A step toward fixing an ongoing lighting problem in downtown Waynesboro was taken Wednesday night.
Council agreed to use funds from the $23,442.98 accumulated in a PLGIT (Pennsylvania Local Government Investment Trust) account from street lighting tax toward a street lighting study.
According to Waynesboro Borough Manager Jason Stains, an initial study would cost $9,000, but further engineering would run the cost to around $20,000.
"Lighting has been an issue for years in our community," said Waynesboro Borough Manager Jason Stains.
"We've had a rash of pedestrian accidents (13 in 2014 alone). How can we put a dollar figure on a human life? We need to fix this in order to protect the pedestrians and motorists in our community."

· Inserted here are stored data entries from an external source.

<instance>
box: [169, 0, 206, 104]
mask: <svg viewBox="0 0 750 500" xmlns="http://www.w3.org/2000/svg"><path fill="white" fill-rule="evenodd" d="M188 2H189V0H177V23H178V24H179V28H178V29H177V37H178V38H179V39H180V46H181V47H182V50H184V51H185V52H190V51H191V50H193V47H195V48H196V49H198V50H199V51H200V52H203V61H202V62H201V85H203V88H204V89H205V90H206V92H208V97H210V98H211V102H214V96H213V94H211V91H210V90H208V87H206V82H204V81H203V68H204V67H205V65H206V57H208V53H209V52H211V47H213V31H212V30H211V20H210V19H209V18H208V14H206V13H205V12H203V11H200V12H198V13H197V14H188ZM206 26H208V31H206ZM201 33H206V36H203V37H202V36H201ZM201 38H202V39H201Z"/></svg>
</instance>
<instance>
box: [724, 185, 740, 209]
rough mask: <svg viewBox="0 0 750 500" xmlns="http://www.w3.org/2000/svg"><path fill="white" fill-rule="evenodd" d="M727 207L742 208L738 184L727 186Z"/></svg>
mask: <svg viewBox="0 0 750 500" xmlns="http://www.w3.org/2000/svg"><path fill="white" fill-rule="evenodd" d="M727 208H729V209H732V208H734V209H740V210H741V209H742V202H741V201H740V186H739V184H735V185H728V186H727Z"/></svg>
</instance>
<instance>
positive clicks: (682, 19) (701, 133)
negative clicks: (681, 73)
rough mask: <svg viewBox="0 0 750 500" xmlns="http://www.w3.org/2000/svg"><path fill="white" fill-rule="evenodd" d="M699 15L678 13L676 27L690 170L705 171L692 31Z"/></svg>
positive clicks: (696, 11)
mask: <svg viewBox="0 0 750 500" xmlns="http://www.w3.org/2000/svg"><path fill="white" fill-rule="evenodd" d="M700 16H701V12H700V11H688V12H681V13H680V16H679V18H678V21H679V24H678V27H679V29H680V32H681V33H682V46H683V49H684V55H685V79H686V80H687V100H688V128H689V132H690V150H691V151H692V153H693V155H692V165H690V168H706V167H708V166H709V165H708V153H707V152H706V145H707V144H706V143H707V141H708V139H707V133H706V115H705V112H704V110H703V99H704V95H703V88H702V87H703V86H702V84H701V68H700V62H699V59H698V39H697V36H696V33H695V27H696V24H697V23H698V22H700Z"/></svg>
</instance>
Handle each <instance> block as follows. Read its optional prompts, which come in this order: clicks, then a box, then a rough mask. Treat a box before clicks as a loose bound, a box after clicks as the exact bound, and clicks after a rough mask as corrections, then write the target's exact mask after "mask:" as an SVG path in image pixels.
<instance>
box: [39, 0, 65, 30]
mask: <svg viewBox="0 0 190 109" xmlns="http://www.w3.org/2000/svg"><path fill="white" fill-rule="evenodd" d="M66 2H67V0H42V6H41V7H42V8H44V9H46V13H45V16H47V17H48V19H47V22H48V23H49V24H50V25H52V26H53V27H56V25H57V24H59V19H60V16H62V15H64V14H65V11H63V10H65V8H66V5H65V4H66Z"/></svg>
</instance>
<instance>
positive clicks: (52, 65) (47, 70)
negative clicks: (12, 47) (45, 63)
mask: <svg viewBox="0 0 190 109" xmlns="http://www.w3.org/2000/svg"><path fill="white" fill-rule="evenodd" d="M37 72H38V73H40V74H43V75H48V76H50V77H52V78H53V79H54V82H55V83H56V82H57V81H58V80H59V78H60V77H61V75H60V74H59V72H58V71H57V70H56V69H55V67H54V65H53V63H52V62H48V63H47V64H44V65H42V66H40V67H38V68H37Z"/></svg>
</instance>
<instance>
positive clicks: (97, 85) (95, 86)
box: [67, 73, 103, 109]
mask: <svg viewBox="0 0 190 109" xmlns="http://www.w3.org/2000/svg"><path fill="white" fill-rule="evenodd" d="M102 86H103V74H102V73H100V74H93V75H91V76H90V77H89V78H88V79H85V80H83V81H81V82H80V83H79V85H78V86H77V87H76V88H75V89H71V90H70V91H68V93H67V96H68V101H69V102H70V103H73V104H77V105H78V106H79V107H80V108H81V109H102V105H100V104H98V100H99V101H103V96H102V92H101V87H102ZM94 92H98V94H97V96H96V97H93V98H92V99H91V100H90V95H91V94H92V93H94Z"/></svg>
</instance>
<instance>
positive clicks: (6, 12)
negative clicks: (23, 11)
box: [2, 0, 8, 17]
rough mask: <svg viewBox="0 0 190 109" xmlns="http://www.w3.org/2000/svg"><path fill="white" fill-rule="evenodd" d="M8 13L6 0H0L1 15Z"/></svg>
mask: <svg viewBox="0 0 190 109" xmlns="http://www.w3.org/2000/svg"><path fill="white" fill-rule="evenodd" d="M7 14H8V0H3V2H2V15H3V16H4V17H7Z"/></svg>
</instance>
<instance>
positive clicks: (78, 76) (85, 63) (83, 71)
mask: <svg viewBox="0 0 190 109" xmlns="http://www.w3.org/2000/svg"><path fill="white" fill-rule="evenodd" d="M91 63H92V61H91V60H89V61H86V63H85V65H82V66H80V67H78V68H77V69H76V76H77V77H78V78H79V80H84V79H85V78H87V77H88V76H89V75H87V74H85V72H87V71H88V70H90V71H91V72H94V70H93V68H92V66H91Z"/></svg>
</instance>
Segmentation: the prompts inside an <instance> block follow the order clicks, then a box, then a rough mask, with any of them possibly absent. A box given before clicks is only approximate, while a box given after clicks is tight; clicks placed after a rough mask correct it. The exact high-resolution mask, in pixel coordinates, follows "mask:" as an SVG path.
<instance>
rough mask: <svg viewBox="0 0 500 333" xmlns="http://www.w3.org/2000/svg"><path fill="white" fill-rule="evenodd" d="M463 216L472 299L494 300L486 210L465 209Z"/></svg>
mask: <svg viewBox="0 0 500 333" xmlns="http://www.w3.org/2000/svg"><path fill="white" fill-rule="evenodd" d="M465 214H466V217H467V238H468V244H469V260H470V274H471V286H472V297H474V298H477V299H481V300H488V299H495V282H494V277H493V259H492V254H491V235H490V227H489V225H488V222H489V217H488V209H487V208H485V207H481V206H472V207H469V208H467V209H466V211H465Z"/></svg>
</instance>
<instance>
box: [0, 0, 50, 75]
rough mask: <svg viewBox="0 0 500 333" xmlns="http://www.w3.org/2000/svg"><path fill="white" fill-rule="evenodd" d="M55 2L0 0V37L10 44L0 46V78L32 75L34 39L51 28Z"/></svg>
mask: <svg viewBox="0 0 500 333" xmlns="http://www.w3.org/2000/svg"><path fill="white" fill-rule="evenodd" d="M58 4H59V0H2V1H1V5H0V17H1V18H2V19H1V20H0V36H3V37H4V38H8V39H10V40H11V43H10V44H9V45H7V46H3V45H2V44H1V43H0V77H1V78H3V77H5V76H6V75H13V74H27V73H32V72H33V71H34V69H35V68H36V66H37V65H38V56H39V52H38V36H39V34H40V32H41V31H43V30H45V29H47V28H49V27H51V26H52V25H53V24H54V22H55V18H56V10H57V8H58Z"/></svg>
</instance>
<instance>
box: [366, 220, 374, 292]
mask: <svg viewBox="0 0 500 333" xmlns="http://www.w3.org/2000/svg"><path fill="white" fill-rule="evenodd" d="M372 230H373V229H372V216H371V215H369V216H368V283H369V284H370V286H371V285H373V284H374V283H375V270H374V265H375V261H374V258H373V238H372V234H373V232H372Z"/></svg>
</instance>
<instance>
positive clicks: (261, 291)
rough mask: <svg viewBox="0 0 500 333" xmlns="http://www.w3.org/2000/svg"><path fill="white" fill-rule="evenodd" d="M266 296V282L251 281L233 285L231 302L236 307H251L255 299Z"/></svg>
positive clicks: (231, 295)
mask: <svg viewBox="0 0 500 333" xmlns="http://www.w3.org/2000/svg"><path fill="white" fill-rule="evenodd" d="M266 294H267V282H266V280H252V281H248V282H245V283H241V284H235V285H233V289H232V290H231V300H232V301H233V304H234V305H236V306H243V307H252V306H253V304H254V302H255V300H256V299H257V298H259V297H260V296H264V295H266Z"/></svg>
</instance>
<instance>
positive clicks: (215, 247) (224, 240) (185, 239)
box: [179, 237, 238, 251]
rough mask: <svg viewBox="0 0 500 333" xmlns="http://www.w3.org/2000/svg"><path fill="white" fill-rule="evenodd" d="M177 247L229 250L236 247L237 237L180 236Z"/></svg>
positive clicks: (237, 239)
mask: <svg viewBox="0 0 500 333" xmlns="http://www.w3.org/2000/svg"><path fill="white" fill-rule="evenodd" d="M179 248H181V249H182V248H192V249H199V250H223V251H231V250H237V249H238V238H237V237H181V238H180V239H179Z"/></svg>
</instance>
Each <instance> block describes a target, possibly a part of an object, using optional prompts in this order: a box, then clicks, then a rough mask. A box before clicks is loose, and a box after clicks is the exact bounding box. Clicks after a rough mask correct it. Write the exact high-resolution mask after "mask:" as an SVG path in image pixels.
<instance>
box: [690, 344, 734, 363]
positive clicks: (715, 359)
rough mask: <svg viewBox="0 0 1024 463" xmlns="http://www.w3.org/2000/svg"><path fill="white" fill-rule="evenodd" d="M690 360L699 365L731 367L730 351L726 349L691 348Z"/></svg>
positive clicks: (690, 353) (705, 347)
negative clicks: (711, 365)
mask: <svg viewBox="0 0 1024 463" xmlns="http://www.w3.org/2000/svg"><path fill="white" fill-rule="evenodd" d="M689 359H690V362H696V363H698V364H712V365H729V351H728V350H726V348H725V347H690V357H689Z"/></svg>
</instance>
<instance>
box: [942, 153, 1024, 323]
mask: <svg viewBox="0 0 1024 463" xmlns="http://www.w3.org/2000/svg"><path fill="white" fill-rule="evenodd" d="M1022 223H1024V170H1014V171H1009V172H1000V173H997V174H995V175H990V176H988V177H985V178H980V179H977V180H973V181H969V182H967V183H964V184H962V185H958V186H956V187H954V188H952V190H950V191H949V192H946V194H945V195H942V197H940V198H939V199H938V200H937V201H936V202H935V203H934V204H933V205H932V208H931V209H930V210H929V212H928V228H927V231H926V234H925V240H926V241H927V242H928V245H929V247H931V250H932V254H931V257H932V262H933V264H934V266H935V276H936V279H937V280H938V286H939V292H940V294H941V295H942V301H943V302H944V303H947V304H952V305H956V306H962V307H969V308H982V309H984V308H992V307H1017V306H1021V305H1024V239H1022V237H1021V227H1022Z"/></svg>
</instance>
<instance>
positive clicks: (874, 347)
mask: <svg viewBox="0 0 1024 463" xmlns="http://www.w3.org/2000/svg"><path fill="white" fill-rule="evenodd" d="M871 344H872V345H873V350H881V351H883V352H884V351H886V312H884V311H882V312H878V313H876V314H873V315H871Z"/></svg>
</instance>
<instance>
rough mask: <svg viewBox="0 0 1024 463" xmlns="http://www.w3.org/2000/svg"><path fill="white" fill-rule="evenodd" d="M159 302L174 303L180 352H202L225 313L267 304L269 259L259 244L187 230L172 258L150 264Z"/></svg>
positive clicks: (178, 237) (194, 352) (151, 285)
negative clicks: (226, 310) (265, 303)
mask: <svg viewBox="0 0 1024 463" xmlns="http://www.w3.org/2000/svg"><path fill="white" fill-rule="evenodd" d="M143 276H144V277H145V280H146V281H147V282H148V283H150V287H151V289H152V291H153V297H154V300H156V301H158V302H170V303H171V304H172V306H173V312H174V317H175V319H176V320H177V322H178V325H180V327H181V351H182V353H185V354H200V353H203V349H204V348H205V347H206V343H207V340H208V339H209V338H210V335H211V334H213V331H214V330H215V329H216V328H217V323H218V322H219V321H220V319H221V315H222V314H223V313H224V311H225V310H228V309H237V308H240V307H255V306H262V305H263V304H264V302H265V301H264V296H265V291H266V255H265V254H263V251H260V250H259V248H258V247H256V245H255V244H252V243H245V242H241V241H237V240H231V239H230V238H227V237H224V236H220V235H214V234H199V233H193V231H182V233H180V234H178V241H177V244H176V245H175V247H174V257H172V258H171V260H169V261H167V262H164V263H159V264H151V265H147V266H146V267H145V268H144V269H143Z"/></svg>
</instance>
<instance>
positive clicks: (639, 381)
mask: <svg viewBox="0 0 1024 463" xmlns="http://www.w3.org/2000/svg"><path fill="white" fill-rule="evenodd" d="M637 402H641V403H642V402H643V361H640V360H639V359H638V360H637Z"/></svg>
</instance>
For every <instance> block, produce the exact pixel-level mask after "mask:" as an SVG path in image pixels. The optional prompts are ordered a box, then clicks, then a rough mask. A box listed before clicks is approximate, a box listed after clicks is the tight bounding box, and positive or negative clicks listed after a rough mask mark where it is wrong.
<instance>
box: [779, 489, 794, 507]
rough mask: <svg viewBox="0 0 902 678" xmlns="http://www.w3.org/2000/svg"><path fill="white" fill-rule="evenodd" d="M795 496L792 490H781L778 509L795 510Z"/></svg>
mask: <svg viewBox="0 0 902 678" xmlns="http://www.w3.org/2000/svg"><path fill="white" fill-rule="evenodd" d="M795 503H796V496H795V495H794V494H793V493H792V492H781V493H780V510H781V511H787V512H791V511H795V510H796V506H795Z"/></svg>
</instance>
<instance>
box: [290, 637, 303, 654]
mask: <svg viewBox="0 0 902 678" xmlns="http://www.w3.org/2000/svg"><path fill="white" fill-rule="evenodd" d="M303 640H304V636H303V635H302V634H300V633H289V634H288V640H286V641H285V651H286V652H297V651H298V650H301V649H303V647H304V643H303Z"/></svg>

Stains says that the street light study would provide a comprehensive look at topography, buildings, alleys, walkways and intersections throughout downtown as well as evaluating areas to ensure that the appropriate lighting is available to both pedestrians and motorists in downtown.
Stains said that one suggestion aimed at borough officials during a recent downtown revitalization meeting was for the borough to replace every bulb in the town.
"I think that is a waste of resources and manpower," Stains explained. "No one in this community has come forward that is a lighting engineer or qualified to tell us how to handle lighting in this community."
Another suggestion was for Waynesboro to take information from another community's light study and apply it in order to remedy the issue.
"We are not a cookie-cutter community. We would just end up wasting more money if we based a solution on another community's study," Stains said. ""We are trying to be as fiscally responsible as possible while protecting our community."
Last year, a total of six LED lights were installed downtown, three at the intersection of Walnut and Main streets, and another three at the intersection of Franklin and Main streets.
Electric Power Savers supplied the lights at no cost to the borough during an open-ended test period.
LED lights were placed inside the current decorative light globes and retro-fitted.
Councilwoman Niccole Rolls, who heads the borough's street committee, said that she didn't personally didn't see a major difference during the test period compared to other municipalities that moved to LED lighting solutions.
The borough expects a report by mid-July.
Council approves offers to three officers
Council approved the offers of conditional employment to three police officer candidates Wednesday night.
Currently, Waynesboro's police department has 15 active officers, which includes police chief Jim Sourbier IV. The police department is allotted 19 officers.
"This will add stability to the schedule and more consistency to the service we provide to the community," said Sourbier, who will be awaiting the offers to come back from the candidates over the next few days.
In December, council approved the hiring of Joshua Elkins and Cody Davis, who are expected to begin pre-academy training in May.
"We have been understaffed for several years from retirees. This will help to strengthen our police force," said Council President C. Harold Mumma.